Tuesday, 30th May: UK markets returned to action after the extended bank holiday weekend, with much political and business news looking to impact movements. Starting with the catastrophe that was British Airway’s IT bank holiday miss-hap, IAG, the parent owner, fell more than 4% at the open (closing -1.38%). In case you were one of the lucky people who chose not to fly BA over the weekend, and ultimately missed the news, an IT failure on Saturday grounded all flights from London Heathrow and Gatwick, leaving 75,000 passengers with nowhere to go. It didn’t get much better on Sunday and Monday, but it is expected a full flight schedule will resume today. BA’s chief executive blamed a power surge at data centres for the disruption, not any cost-cutting measures the group have been implementing. BA is now liable to reimburse passengers for refreshments and hotel expenses which could run into tens of millions of pounds.
Staying with airlines, Ryanair today announced plans to continue its expansion into Europe, after posting record annual profits.
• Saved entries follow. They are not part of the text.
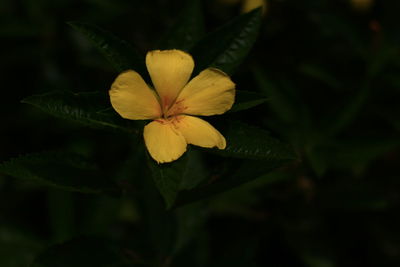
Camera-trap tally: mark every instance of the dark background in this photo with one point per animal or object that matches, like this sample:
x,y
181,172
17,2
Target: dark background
x,y
336,74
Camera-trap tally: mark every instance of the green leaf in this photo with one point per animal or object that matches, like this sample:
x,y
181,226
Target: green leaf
x,y
246,100
90,108
350,111
227,47
248,142
187,30
318,73
17,247
184,174
118,52
79,252
66,171
239,172
168,177
278,100
262,152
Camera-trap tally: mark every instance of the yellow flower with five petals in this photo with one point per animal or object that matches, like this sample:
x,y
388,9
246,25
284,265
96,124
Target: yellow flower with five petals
x,y
173,102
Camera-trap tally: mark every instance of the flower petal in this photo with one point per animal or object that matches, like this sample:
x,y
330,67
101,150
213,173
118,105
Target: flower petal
x,y
199,132
132,98
163,141
169,70
211,92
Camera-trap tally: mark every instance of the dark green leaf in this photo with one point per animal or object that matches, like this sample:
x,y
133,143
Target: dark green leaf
x,y
245,100
168,177
187,30
318,73
118,52
17,247
278,101
90,108
349,112
67,171
80,252
184,174
244,141
227,47
240,172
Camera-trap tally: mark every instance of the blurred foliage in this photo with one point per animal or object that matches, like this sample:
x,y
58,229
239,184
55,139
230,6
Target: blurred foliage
x,y
310,175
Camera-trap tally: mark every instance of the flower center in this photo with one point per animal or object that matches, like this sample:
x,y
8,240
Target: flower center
x,y
175,109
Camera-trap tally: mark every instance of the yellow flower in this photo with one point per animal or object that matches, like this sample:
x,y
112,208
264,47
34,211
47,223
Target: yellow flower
x,y
249,5
173,102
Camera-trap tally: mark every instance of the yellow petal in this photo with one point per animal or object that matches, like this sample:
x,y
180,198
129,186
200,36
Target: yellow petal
x,y
209,93
163,141
199,132
169,70
132,98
Europe’s biggest budget airline has been cutting costs and prices to undercut rivals and is in talks with Boeing to add further jets to its existing delivery. Fares are expected to fall between 5-7% over the next 12 months, but an increase in passenger numbers over the last 12 months has pushed profits higher. Brexit and terror attacks remain challenges to not only Ryanair, but the industry as a whole. The group’s Chief Financial Officer added today the carrier saw strong bookings over the weekend as BA’s IT went to pot, claiming Ryanair regularly tests its backup procedures and has a less complex IT infrastructure.
UK Prime Minister Theresa May and rival Jeremy Corbyn went head to head in a televised debate last night, 10 days before the UK public go to the polls (again). Jeremy Paxman fired the questions at the respective Conservative and Labour leaders. May’s lead has narrowed in recent days following her plans to make the elderly pay more for their care, (then u-turning on the decision), however Corbyn hasn’t helped himself today, failing to put a cost on Labour’s plan to extend 30 hours a week of free childcare to all 2-year olds. Expect further politics talk over the coming days with polling stations opening on 8th June.
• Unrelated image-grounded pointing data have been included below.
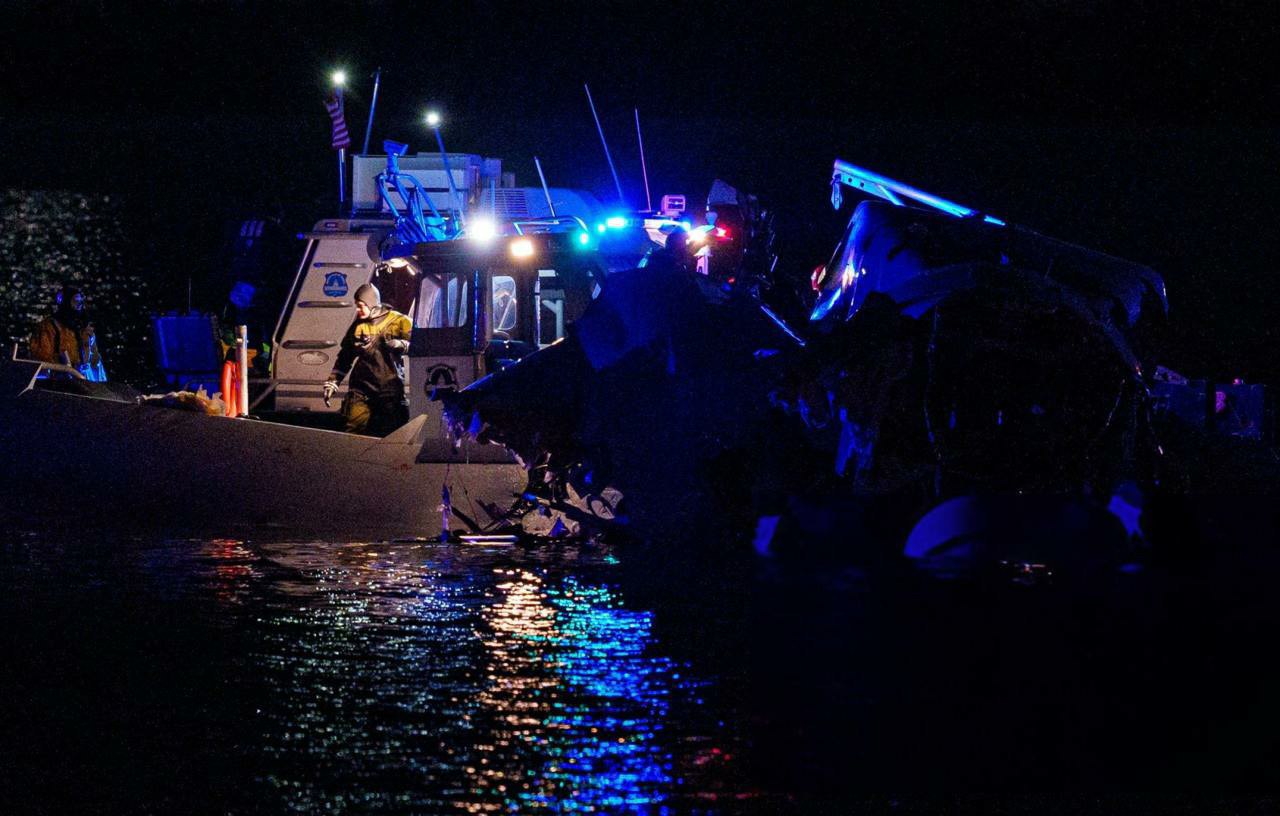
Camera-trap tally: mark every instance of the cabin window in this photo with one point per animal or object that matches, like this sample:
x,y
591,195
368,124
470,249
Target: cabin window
x,y
504,305
442,302
551,297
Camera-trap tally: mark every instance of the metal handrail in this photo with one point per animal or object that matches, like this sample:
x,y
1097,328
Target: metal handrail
x,y
48,366
557,220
Finally, it could be said relations between the US and Germany has seen better times. You could say the fallout goes back to when Trump first took office, when his administration said Germany’s trade surplus (with the US) is the result of Germany’s manipulation of the euro, (of which Germany has said it has no powers to manipulate the euro). Following the G7 meeting late last week, Merkel claimed discussions with Trump had been “very unsatisfying”, further adding on Sunday that “we Europeans must really take our destiny into our own hands”. Trump responded on Twitter this morning (where else) with the following tweet:
It was a sea of red across at the European close, with the CAC 40, DAX and FTSE 100 closing -0.68%, -0.28% and -0.11% respectively. In the US the Dow Jones is down 0.17% while the S&P 500 is -0.11% at the time of writing. GBP/USD is +0.34% @ $1.2858, but down 0.14% against the euro at €1.1497.